1. Field of the Invention
The present invention relates to a rear underbody structure of a vehicle body, and particularly to a rear underbody structure, which has a rear subframe, of a vehicle body.
2. Description of the Related Art
Generally, input force applied from a road surface to a tire is transmitted via a suspension to a vehicle body. In particular, when a vehicle is running on a rough surface road, input force applied to a tire increases. Therefore, vibration of the body increases, and road noise is generated.
On the other hand, in order to reduce road noise, it is necessary only to cut off input force applied from a road surface. However, in this case, control stability of the body deteriorates. Further, although it is also possible to contemplate providing a sound insulation material in a portion of the body producing a sound or increasing the rigidity of a body input portion of a suspension, in these cases there exist drawbacks such as an increase in weight of the body, an increase in cost, and the like.
A rear underbody structure which improves these drawbacks is disclosed in Japanese Utility Model Application Laid-Open No. 2-108672(1990).
As shown in FIG. 13, there is provided a rear underbody structure 70 in which a portion of a rear floor pan 72 in the vicinity of a connecting portion of a cross member 74 and a lower arm 76 swells upward such that a buffer space 78 is formed between the rear floor pan 72 and the cross member 74. Impact load applied from a rear wheel 80 via the lower arm 76 is absorbed by the buffer space 78, thereby causing vibration of the rear floor pan 72 to be controlled so as to reduce road noise.
However, in the above-described rear underbody structure 70, each region 74A in the vicinity of both end portions of the cross member 74 in a transverse direction of a vehicle body is bent upward, and each end of the cross member 74 is connected to a rear floor side member 82. Accordingly, cross-sectional deformation of both end portions 74B, in the transverse direction of the vehicle body, of the cross member 74, which is caused by an input load, increases. With this cross-sectional deformation vibration of the rear floor side members 82 to which both end portions 74B, in the transverse direction of the vehicle body, of the cross member 74 are respectively connected increases. As a result, there are drawbacks in that the vibration of the rear floor pan 72 cannot be sufficiently controlled and road noise cannot be sufficiently reduced.
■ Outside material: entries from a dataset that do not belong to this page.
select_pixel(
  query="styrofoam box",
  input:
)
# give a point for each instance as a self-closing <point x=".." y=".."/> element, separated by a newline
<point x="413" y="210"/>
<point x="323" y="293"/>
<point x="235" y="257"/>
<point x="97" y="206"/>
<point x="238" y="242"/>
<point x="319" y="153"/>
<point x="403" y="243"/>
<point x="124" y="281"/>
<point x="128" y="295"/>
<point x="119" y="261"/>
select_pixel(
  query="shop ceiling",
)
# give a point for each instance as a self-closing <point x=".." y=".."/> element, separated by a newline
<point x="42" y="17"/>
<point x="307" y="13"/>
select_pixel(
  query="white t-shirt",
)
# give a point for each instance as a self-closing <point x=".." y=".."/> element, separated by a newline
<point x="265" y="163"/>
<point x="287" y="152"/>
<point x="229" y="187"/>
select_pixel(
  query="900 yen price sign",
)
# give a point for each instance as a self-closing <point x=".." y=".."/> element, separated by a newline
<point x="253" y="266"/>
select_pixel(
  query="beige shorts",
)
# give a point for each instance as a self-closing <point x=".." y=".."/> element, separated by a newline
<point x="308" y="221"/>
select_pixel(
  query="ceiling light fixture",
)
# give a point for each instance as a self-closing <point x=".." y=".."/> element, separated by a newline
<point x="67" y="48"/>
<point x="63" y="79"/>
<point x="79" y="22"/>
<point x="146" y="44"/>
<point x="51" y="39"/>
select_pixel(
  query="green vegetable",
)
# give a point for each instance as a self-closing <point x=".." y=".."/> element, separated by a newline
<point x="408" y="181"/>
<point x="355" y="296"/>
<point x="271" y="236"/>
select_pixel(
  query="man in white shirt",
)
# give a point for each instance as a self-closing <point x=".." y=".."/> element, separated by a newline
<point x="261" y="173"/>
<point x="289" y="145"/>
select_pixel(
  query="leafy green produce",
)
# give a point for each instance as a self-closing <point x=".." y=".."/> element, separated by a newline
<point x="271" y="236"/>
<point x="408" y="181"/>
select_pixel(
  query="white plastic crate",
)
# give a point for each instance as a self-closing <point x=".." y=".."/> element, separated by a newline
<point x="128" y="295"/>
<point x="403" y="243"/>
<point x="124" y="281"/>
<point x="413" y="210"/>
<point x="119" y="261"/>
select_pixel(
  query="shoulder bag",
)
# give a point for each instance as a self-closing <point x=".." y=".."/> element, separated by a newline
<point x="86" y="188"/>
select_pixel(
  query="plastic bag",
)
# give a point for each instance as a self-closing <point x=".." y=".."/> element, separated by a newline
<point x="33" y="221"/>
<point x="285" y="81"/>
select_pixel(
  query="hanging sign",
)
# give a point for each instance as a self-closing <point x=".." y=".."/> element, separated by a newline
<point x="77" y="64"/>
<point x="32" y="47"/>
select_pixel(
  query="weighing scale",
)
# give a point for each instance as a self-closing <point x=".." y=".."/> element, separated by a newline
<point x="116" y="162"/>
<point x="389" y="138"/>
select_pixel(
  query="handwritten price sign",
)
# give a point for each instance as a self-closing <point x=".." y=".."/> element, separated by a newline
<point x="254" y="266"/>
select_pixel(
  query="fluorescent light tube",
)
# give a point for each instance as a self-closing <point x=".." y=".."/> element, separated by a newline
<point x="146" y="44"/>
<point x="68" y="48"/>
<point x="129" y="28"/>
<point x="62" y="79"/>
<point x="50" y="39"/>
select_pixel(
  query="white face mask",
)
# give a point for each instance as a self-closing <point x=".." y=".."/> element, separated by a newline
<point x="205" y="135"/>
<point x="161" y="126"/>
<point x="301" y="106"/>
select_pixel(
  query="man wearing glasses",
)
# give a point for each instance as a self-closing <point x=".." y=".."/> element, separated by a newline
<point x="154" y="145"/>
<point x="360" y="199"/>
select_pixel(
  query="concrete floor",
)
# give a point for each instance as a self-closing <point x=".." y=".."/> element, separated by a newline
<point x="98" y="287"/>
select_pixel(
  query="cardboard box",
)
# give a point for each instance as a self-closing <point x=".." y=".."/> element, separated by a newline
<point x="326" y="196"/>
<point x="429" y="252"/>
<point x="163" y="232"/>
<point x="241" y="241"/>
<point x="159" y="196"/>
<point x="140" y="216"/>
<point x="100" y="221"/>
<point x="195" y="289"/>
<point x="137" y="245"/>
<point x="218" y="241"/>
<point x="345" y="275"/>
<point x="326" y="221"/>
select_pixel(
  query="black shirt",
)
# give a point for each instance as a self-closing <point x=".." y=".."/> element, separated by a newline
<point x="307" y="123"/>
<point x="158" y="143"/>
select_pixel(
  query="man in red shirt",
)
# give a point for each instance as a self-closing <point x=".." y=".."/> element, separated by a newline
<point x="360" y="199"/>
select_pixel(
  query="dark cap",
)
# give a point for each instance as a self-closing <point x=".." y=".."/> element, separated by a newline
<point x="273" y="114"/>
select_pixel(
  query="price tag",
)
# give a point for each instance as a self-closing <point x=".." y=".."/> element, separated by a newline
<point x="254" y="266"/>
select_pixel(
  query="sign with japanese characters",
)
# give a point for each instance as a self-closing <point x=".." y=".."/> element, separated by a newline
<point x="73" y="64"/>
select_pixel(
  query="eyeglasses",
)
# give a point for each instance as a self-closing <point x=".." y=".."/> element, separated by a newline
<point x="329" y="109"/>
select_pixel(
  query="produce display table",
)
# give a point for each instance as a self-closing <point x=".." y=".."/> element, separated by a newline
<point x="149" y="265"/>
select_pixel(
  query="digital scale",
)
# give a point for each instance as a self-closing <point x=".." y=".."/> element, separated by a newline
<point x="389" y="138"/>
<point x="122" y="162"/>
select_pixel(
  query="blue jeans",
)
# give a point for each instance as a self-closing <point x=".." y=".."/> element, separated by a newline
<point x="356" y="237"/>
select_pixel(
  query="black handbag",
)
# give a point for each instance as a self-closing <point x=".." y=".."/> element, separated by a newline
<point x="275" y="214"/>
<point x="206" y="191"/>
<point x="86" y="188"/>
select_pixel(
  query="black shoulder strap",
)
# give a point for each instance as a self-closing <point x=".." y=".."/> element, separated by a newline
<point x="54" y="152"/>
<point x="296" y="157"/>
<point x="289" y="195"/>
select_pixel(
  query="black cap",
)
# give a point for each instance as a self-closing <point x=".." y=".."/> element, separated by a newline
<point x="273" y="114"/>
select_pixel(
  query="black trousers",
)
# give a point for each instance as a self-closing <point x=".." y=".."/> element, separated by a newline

Further, a rear underbody structure 90 shown in FIG. 14 is disclosed in Japanese Utility Model Application Laid-Open No. 3-26677(1991). In the rear underbody structure 90, a reinforcing gusset 94 is fixed to the inside of a wheel house inner 92 in the transverse direction of the vehicle body and a lower end of the reinforcing gusset 94 is disposed in and fixed to a rear floor side member 96. A cross member 98 is horizontally disposed in and fixed to a region within the rear floor side member 96, in which the reinforcing gusset 94 is to be disposed. A rear subframe 100 is fixed to a bottom surface of respective regions within the left-side and right-side rear floor side members 96. Accordingly, since input force applied from the rear subframe 100 can be transmitted via the reinforcing gusset 94 to the wheel house inner 92, the mounting rigidity of the rear subframe 100 can be improved. Further, since the regions within the left-side and right-side rear floor side members 96, at which the reinforcing gusset 94 is disposed and fixed to the respective rear floor side members 96, interconnect via the cross member 98 and the rear subframe 100, the rigidity of the body input portion of a suspension can be increased.
However, in the above-described rear underbody structure 90, a mounting point S of the rear subframe 100 is located on a main axis H passing through an axial center P of the rear side member 96, and the mounting point S is offset downwardly with respect to the axial center P of the rear side member by a dimension Lz. Accordingly, among input force Fy, which generates from the mounting point S of the rear subframe 100 and acts inwardly in a horizontal direction of the vehicle body, and input force Fz, which acts downwardly in a vertical direction of the vehicle body, the influence of moment FyLz about the axial center P of the rear side member 96 which is caused by the input force Fy increases. As a result, as shown by an imaginary line in FIG. 14, the cross member 98 bends upward and the floor pan 102 is vibrated to produce road noise. Meanwhile, in order to reduce the vibration, a dynamic damper is conventionally mounted on the rear subframe 100 to reduce input force Fy, resulting in an increase in the weight of the body.